If it goes to court and a jury has to decide your award, your numbers will be picked apart by the defense. If you start with middle-of-the-road numbers, then they will only get lower. Pick the highest, most beneficial numbers and let the other guy try to prove that you would not have made LCOL and would not have gotten hired by an airline...unless you have a DUI he won't be able to do that, and the jury's sympathies will probably fall to you.

- Your numbers to need to be carefully itemized, with each of them verifiable by reference to military, airline, or other pay scales (except for pain and suffering). Any number which you estimate without good data will be used to make you look like a lier. You don't want just a ballpark figure that some guy on the internet gave you...

- Factor in every documentable income source.
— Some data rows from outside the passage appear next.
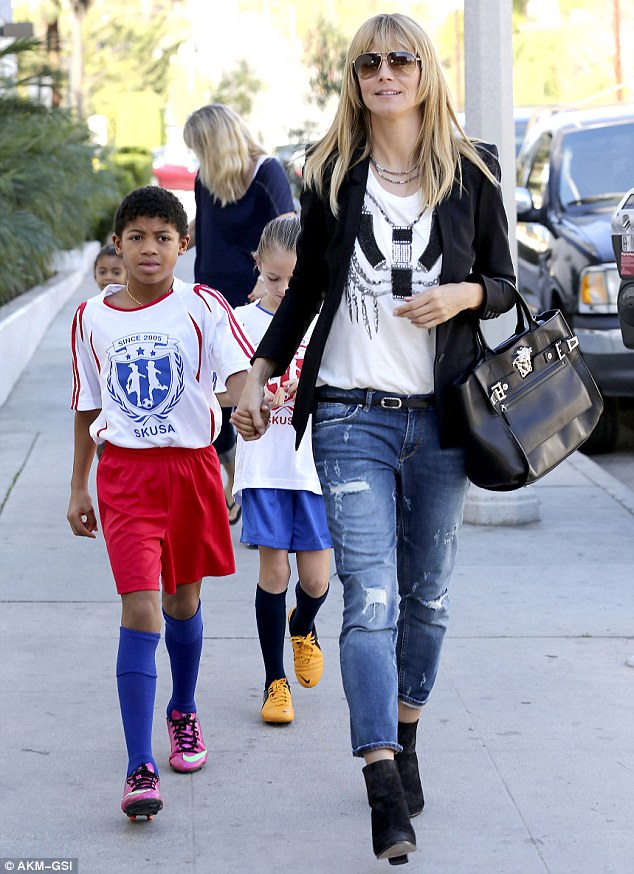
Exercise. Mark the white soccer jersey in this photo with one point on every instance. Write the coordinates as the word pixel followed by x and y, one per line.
pixel 149 370
pixel 272 462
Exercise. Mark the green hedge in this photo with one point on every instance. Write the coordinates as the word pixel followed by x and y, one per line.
pixel 56 189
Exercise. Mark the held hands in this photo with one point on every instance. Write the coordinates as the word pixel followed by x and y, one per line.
pixel 251 417
pixel 437 305
pixel 81 515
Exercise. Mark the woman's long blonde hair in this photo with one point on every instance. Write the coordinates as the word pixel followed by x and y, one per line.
pixel 441 140
pixel 225 150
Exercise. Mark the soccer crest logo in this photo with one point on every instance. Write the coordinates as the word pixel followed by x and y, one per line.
pixel 146 375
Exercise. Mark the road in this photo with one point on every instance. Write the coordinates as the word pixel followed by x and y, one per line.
pixel 620 463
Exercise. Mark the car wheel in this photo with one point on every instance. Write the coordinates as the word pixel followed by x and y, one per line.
pixel 603 438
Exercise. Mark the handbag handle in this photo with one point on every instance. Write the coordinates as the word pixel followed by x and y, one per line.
pixel 525 321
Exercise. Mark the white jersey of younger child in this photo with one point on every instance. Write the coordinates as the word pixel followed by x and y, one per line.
pixel 150 370
pixel 272 461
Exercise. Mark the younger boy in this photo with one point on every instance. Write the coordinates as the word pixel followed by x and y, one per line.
pixel 143 358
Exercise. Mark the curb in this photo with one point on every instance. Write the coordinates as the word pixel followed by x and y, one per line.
pixel 25 320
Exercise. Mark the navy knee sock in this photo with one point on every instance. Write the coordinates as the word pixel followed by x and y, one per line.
pixel 136 682
pixel 270 615
pixel 307 609
pixel 184 642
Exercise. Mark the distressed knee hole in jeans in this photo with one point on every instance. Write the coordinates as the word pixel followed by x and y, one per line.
pixel 438 603
pixel 351 488
pixel 447 537
pixel 375 597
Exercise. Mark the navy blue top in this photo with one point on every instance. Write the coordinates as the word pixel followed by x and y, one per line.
pixel 227 235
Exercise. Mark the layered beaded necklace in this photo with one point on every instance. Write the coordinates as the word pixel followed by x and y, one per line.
pixel 381 171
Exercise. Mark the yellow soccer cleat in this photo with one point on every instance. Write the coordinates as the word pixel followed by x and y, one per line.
pixel 278 706
pixel 309 659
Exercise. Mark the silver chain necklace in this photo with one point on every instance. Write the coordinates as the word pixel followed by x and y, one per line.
pixel 383 170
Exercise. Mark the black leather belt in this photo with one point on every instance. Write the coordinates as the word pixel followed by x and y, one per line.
pixel 378 399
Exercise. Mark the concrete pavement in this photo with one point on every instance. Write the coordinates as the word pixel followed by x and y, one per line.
pixel 527 745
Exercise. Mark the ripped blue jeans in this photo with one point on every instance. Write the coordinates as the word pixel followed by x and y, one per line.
pixel 394 501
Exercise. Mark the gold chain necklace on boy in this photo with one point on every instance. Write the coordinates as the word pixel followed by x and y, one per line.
pixel 383 170
pixel 137 301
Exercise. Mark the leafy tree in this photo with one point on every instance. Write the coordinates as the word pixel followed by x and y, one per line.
pixel 51 194
pixel 238 88
pixel 128 52
pixel 326 49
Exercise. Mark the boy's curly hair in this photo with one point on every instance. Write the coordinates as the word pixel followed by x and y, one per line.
pixel 150 201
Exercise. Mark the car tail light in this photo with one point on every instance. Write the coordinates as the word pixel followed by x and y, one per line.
pixel 598 289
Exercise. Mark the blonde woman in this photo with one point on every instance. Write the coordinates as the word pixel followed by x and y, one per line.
pixel 403 247
pixel 238 189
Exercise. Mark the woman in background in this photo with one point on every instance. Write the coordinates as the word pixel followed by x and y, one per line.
pixel 238 190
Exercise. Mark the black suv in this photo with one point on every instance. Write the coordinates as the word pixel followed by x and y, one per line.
pixel 573 168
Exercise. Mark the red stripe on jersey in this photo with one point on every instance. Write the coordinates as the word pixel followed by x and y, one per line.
pixel 199 334
pixel 77 324
pixel 92 349
pixel 236 328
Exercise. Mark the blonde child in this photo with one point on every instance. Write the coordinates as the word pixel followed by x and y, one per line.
pixel 109 268
pixel 282 505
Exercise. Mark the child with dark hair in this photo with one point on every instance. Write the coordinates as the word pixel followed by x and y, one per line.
pixel 144 355
pixel 109 268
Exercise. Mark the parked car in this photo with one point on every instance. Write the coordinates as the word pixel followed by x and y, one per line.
pixel 573 168
pixel 174 168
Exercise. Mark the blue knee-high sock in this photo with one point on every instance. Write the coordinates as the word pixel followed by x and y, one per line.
pixel 184 642
pixel 270 615
pixel 307 609
pixel 136 682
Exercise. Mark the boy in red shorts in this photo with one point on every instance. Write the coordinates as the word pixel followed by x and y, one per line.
pixel 143 360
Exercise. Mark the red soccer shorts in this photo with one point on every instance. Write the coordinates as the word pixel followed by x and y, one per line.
pixel 163 516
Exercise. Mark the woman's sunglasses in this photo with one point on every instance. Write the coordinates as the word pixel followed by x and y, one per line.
pixel 401 63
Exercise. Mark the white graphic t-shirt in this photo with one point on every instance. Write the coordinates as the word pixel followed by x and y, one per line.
pixel 272 462
pixel 397 251
pixel 149 370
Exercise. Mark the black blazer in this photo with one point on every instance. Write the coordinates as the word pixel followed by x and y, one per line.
pixel 474 234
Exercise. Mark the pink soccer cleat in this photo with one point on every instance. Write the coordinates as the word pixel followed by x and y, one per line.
pixel 188 751
pixel 142 793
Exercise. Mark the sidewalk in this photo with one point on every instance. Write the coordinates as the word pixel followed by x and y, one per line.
pixel 527 746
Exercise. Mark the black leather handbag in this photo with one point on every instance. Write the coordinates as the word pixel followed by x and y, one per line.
pixel 528 403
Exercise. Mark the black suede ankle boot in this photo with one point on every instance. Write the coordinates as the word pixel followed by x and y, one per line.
pixel 392 834
pixel 407 763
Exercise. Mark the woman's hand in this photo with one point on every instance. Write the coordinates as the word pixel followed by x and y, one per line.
pixel 437 305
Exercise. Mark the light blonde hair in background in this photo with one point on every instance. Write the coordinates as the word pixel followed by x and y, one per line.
pixel 441 140
pixel 225 150
pixel 280 233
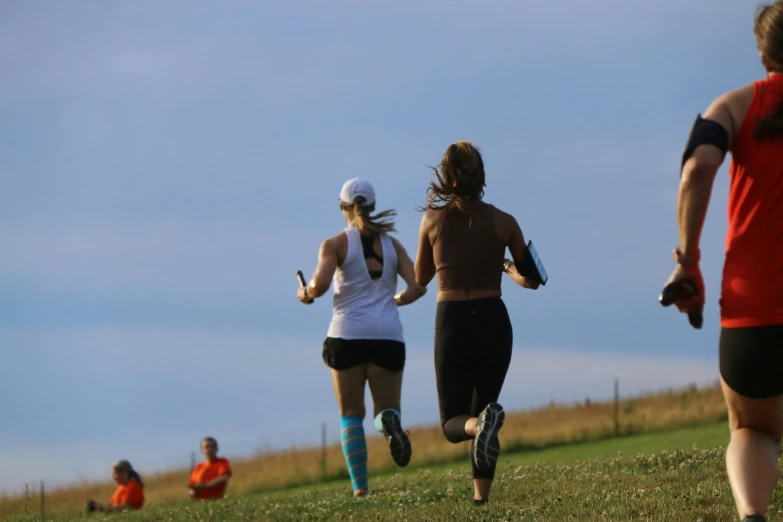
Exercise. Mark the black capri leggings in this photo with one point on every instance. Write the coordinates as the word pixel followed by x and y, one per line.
pixel 472 353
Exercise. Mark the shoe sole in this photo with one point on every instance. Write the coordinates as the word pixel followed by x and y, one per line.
pixel 399 444
pixel 486 446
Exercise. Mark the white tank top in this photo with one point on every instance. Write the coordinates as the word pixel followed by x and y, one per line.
pixel 363 308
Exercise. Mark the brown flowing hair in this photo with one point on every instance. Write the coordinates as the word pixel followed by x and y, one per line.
pixel 368 224
pixel 769 38
pixel 459 179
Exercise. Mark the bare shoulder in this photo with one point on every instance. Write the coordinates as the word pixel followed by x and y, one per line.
pixel 729 109
pixel 431 220
pixel 335 243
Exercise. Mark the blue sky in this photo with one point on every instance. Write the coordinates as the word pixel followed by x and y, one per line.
pixel 166 167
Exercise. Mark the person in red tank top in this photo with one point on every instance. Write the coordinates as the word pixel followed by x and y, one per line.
pixel 209 479
pixel 749 120
pixel 129 493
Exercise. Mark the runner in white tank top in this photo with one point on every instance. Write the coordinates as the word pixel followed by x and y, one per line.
pixel 365 341
pixel 365 308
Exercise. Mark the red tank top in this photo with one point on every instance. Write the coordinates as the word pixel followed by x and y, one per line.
pixel 752 288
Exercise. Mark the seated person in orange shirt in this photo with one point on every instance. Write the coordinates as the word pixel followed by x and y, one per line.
pixel 208 480
pixel 129 493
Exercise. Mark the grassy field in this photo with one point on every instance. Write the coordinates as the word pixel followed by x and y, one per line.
pixel 674 475
pixel 553 425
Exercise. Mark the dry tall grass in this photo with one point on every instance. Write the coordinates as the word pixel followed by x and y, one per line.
pixel 550 425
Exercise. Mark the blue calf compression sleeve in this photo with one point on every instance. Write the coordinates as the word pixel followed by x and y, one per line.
pixel 355 451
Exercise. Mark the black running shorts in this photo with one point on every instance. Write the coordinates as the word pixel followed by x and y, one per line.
pixel 341 354
pixel 751 360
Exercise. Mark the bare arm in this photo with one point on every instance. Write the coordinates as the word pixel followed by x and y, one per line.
pixel 406 270
pixel 425 262
pixel 698 175
pixel 518 249
pixel 693 199
pixel 327 264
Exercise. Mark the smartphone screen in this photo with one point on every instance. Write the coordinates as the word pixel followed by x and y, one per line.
pixel 537 261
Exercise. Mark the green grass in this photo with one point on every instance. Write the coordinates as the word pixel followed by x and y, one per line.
pixel 657 476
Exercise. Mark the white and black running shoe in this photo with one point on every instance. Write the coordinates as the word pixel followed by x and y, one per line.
pixel 399 445
pixel 486 446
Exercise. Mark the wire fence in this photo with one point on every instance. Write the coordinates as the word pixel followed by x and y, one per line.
pixel 326 434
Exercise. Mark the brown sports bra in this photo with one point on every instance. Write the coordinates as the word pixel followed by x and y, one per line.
pixel 468 252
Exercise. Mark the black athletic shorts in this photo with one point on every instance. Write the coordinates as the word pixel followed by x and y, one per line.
pixel 751 360
pixel 341 354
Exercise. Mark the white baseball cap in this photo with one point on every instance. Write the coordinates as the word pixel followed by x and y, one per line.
pixel 356 187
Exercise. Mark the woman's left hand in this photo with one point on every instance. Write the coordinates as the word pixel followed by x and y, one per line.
pixel 691 275
pixel 301 294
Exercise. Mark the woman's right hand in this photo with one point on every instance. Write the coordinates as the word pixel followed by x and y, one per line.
pixel 301 294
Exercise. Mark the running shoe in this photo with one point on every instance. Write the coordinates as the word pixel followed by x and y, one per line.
pixel 398 441
pixel 486 446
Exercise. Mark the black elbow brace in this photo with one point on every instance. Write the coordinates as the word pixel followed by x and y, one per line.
pixel 705 132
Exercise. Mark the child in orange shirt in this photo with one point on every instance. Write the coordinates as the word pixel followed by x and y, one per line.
pixel 208 480
pixel 129 493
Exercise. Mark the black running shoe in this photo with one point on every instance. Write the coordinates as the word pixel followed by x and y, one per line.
pixel 486 446
pixel 398 441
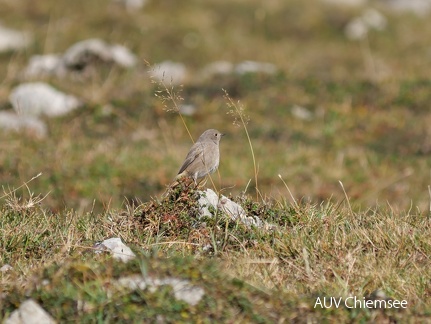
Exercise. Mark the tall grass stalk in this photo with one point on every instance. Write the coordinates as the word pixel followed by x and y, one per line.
pixel 238 111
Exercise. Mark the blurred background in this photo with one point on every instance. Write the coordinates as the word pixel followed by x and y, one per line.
pixel 332 91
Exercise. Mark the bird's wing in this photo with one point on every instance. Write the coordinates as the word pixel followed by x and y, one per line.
pixel 193 154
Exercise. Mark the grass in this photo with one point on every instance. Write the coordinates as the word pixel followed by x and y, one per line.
pixel 99 172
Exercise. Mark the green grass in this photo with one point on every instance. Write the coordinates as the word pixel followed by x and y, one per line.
pixel 104 166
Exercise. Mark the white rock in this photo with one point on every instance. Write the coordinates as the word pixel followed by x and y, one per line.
pixel 359 27
pixel 45 65
pixel 36 99
pixel 216 68
pixel 16 122
pixel 119 250
pixel 255 67
pixel 83 53
pixel 418 7
pixel 182 289
pixel 169 72
pixel 29 312
pixel 209 198
pixel 11 40
pixel 374 19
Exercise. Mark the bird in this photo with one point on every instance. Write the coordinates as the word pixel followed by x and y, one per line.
pixel 203 157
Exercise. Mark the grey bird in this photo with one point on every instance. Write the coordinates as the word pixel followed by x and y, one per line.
pixel 203 157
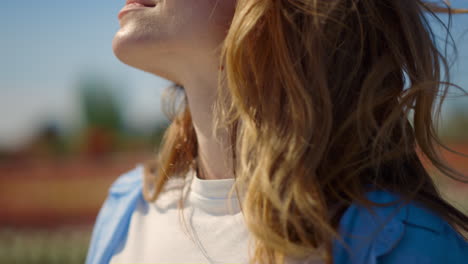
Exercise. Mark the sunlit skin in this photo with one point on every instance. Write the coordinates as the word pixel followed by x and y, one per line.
pixel 180 40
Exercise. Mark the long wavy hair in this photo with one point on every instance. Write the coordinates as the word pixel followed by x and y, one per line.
pixel 323 101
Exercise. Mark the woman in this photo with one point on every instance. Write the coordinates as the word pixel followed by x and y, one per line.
pixel 291 141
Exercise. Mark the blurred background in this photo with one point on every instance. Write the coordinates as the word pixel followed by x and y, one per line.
pixel 73 118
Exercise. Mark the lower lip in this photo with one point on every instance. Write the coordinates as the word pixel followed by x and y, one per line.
pixel 131 7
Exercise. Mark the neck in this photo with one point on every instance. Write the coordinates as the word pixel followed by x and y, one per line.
pixel 214 160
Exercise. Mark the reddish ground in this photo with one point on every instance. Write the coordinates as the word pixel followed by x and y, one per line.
pixel 49 193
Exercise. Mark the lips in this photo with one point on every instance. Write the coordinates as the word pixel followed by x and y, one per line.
pixel 147 3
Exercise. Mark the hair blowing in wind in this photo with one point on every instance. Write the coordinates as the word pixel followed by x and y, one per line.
pixel 318 97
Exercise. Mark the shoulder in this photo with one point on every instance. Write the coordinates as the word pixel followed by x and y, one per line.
pixel 113 217
pixel 396 233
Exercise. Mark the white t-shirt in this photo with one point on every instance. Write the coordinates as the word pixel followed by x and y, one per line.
pixel 156 234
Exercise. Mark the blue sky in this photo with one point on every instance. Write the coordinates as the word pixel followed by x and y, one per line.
pixel 45 46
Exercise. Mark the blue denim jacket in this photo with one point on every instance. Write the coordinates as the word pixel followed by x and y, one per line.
pixel 392 234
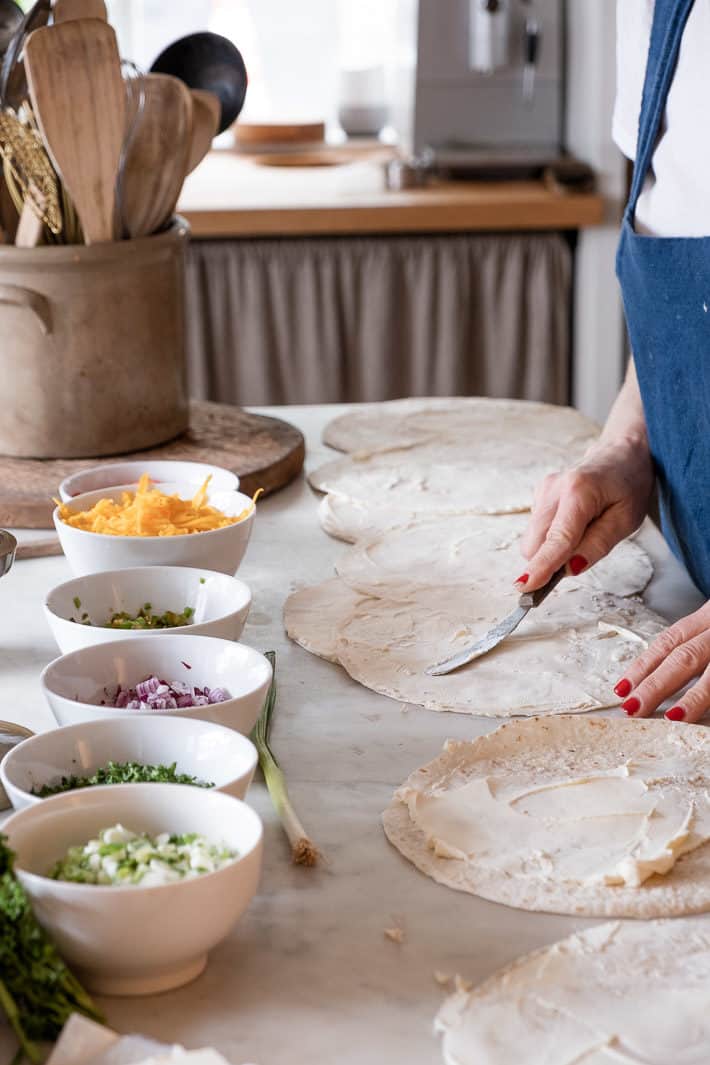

Off the top of my head....
- Base pay to 20 years for an O-5
- Flight Pay / AICIP to 20 years
- BAH/BAS (high cost of living areas if that's where you live now)
- Combat Pay and Tax Break for a reasonable number of CENTCOM deployments for your airframe.
- Medical benefits: based on a high-end commercially available consumer health-plan (these are used by small business owners and freelancers who don't have a company plan).
- Exchange/Commissary: Itemize what you think you spend in a year, and estimate the savings. For the exchange the savings is probably only local taxes.
- Other military bennies: Gym, Daycare, Family Stuff, Education bennies etc.
- Retirement pay and bennies to age 90.

For the airlines, average FDX/UPS/SWA from your military retirement age out to age 65. Talk to some folks and find out what a realistic aggressive annual block credit would be. Also include retirement plans. If you have any documentation that you expressed interest in these airlines that would be great. Did you every apply, or have a buddy walk in your resume? If so, your buddy could testify that he probably would have been able to get you a job there.

Some folks have said that you won't get awards for military pay out to twenty years. I'm not so sure about that...you joined to fly, loved flying more than anything, and now have to abandon your career. Nobody would think it's fair that you have to stay in the USAF doing a job you absolutely hate just so the defendant doesn't have to pay you. That's HIS problem, not yours.

The larger your number, the better...we talking about many millions here. The reality is that you might have to settle for his insurance cap unless the guy has a huge umbrella or is worth millions. But once you do that, nothing will prevent you from staying in the AF anyway if that's what makes economic sense for you.